Go outputs a statically linked binary that just RUNS. Java needs a quite heavyweight runtime to be installed, that imposes quite a bit of startup overhead. That's just one reason - for short runtime CLI-type utilities it's not in the same ballpark.
Ok, so lets go with your use case. You can run basic java ("hello world") under 3MB with a startup time of about 0.1 second. So that is the true overhead if you really care about tight code. The default values are pretty large. Everything else (memory/startup) is added due to external libraries that are needed and additional memory as the program grows.
Given that "kkowalczyk" talked about 10K line programs, what applications are you thinking of that are 10K lines and cannot tolerate a 0.1 second/3 MB overhead. Would you restart java everytime? Note that even a simple helloworld c program has about 0.01second/0.5MB overhead.
I was going to say there's no way java programs boot in 0.1 seconds, but looked it up to be sure. Here's the results on my mac/i7, defaulted to server mode:
$ time java HelloWorld
Hello, world!
real 0m0.101s
Touche. 0.1 seconds is exactly right, at least on my setup. That said, javac is slow given the program is 5 lines of code:
$ time javac HelloWorld.java
real 0m0.511s
user 0m0.833s
sys 0m0.050s
And I'd ventured to guess that there must be something to the JIT being pretty slow for real-world applications, otherwise people wouldn't complain so frequently about it. Maybe aspects of JIT optimizations increase linearly-ish with the amount/complexity of code?
FWIW, we went with go at my work instead of java because our application is memory-intensive, and there's huge gains there in go over java.
A program that consists solely of println("Hello, World!"); is pretty stateless and trivial, there's not much that a JIT could do with this.

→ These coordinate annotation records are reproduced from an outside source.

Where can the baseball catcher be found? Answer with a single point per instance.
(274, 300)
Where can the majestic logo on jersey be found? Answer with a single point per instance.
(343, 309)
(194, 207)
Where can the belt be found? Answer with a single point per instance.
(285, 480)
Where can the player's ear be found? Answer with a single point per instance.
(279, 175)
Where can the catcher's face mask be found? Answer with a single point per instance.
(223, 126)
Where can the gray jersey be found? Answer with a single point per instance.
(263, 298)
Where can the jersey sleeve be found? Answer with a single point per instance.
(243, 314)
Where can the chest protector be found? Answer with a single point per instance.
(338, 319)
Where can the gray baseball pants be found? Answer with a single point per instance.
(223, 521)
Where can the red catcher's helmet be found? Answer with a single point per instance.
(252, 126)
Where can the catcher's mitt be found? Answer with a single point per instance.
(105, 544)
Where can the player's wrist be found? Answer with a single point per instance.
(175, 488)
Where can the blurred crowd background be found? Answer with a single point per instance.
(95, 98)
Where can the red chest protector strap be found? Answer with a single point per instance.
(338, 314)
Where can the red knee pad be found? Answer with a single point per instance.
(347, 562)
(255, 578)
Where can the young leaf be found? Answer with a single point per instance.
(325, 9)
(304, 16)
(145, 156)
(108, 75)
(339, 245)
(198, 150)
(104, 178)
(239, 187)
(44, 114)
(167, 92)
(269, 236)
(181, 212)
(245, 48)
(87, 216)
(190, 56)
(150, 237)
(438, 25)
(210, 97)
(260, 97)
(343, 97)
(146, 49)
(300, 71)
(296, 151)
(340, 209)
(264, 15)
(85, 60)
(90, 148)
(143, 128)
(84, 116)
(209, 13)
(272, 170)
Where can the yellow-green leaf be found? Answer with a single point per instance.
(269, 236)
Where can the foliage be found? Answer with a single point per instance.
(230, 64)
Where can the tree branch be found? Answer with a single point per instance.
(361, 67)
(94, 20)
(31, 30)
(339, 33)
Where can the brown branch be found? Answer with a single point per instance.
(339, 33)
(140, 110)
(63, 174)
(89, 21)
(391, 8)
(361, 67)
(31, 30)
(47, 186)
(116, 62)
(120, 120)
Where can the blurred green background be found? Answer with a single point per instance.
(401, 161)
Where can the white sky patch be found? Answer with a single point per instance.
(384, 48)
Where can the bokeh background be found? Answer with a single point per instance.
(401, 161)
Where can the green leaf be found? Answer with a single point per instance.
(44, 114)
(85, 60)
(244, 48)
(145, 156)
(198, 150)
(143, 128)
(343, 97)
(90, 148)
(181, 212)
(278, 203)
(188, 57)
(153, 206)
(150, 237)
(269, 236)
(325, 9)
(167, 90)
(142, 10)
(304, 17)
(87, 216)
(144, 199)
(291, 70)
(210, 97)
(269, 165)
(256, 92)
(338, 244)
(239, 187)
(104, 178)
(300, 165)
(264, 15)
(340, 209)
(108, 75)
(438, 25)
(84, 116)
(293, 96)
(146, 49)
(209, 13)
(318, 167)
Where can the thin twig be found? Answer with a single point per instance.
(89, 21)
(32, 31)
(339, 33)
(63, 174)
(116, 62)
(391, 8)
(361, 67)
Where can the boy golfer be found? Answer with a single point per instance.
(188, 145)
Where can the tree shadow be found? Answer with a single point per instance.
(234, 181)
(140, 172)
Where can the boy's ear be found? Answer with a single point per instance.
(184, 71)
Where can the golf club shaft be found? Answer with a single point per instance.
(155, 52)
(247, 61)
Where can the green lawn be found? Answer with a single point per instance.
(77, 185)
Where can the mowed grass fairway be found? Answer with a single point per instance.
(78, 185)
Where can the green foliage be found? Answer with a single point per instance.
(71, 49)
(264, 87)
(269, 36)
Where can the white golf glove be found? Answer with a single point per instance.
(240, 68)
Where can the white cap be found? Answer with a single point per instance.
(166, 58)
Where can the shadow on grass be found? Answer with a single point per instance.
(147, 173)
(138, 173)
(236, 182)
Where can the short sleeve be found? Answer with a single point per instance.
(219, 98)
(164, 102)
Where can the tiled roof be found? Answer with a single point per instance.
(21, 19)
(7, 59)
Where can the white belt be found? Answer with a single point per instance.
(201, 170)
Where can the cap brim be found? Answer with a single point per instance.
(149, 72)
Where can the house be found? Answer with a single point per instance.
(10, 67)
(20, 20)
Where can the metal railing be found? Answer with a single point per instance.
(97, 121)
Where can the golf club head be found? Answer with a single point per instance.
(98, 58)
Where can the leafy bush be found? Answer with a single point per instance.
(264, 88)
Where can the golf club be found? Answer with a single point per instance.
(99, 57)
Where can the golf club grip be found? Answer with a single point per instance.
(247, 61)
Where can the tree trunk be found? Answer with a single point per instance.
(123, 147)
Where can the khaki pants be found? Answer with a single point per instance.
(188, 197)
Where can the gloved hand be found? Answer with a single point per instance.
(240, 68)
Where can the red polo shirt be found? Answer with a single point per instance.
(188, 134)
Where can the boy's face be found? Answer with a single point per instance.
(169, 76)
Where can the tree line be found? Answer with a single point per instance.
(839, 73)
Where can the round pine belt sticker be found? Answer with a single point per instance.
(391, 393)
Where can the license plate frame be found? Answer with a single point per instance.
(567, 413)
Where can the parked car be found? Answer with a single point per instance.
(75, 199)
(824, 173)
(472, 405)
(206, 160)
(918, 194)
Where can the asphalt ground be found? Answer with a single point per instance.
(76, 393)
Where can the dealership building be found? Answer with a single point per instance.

Somewhat anecdotally, I remember hearing Rich Hickey talking about how the JVM JIT loves stateless code. I'm pretty sure the vast majority of Java code in use is deeply stateful. I don't know how much of a difference this actually makes but it seemed like a relevant data point.
You are off by two orders of magnitude in the C case, at least with my trivial test case of writing hello world, and then a runner program that forks/execs/waitpids 10,000 times.
If you know what crt0.c does, you can see C is also pretty much the asymptote of what you're going to get from program startup, so it's a little silly to make the comparison.